Que não permites o orgulho a doar-me a mão.

Perdoa oh Deus o que detesto do outro

Que é a minha cara mais suja, hipócrita e lavada.

 



Perdoa a prostituta, o ladrão e o mentiroso

Que acorda em todo espelho pela minha casa.

Perdoa a vida que vivi, matando o outro, o próximo

Me enchendo de pretensão, sendo estelionato da vida e canalha.

 

Perdoa a minha falta de verdade, quando detesto ate minhas orações

Perdoa a mentira deu dizer que, amo o divino invisível

E piso na dor de meus amigos, vizinhos ou irmãos.

 

Ah Senhor, perdoa aquilo que não digo...

Por que eu quero apenas o seu dom

Ignorando de ti até a feliz comunhão.

 

Perdoa a esmola que dei fazendo selfie.

Perdoa o adultério, o roubo escondido no coração.

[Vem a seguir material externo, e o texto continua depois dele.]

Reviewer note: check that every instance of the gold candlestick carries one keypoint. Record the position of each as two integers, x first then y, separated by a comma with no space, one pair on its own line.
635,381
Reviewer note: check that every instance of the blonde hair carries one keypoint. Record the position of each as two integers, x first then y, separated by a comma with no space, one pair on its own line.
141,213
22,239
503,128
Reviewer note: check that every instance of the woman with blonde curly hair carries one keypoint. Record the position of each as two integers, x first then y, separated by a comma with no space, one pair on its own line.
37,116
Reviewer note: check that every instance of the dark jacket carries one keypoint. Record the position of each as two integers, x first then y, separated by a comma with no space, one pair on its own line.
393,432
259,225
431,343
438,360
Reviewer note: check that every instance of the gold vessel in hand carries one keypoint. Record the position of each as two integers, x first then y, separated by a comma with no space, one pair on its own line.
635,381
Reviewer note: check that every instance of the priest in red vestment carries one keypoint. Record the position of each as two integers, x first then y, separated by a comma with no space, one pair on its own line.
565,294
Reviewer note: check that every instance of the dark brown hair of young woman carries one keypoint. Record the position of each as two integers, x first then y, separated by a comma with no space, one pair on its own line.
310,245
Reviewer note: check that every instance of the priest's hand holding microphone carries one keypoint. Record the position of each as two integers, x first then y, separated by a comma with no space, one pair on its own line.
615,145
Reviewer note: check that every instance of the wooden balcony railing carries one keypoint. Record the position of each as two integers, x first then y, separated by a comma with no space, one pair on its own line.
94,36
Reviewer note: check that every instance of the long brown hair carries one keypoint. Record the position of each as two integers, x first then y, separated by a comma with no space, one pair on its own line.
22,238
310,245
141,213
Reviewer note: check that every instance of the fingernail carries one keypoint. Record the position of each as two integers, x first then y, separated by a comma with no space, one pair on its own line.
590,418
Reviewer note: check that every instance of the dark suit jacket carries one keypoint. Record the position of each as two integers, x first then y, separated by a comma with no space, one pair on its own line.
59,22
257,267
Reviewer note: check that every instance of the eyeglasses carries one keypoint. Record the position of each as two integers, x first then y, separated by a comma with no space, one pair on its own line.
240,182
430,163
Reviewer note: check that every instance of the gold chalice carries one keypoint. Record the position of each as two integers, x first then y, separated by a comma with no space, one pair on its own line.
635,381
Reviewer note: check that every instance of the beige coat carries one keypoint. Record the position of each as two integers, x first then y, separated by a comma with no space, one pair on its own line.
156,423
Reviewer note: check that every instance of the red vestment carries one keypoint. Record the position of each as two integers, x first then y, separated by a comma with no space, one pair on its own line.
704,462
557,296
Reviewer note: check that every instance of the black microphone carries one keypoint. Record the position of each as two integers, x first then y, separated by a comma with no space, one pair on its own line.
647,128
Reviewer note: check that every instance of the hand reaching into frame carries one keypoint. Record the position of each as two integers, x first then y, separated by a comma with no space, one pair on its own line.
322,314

Perdoa a fala calada pelo olhar de julgamento

Quando decido ser juiz da dor alheia...

E de mim, sou mentira, e fingimento.

 

Perdoa o que sou, o que não fui e quando fui

Sendo apenas aquilo que decifra o meu egoísmo.

Me perdoa quando acho que sou da vida o brilho...

E perdoa meu irmão que lendo acha que estou




 nisso sozinho!

 


Perdoa-meCzar D’alma.

2024/02/11

A ovelha e a alcateia – Czar D’alma.

A ovelha e a alcateia – Czar D’alma.




A ovelha e a alcateia


 

Pra onde esconderei aquela dor

Quando o inverno ainda nem chegou

Pra quem se faz juras de amor

Pra quimera da solidão rasgar a flor.

 



Pra quem se mente

Quando a solidão jaz

Nas paredes escuras

Onde o silêncio confunde a paz.

 



Me larga, me deixa sangrar...

Rasgue seus manuais de onde

O beijo fugitivo não permite a vida

E o escondido é filho da mentira e da ferida.

 



Mas ainda há tempo pra sorrir

Saia da frente e no espelho teu

Tu somente, encara e jamais pode mentir.

 



Me larga, me solta o verbo.

Insípido o sal é pisado e desprezado

Até o chamado irmão goza do abandonado

Esquece que quem fez a ferida faz o curado.

 



Eu ainda sou o equívoco da hipocrisia

Quando erro, chamo o outro de mentira.

Mas quando acerto junto multidões

Para perceber o quanto é sujo o meu galardão.

 



Eu quero o ultimo abraço

De quem tem os pulsos furados

Pra entender quem erra...

Basta chamar a vida de pecado.

 



E eu ainda sou a comédia

Que não tem riso nem plateia

Mas tem o próprio legado




Entre a ovelha e a alcateia.

 


 

A ovelha e a alcateia – Czar D’alma.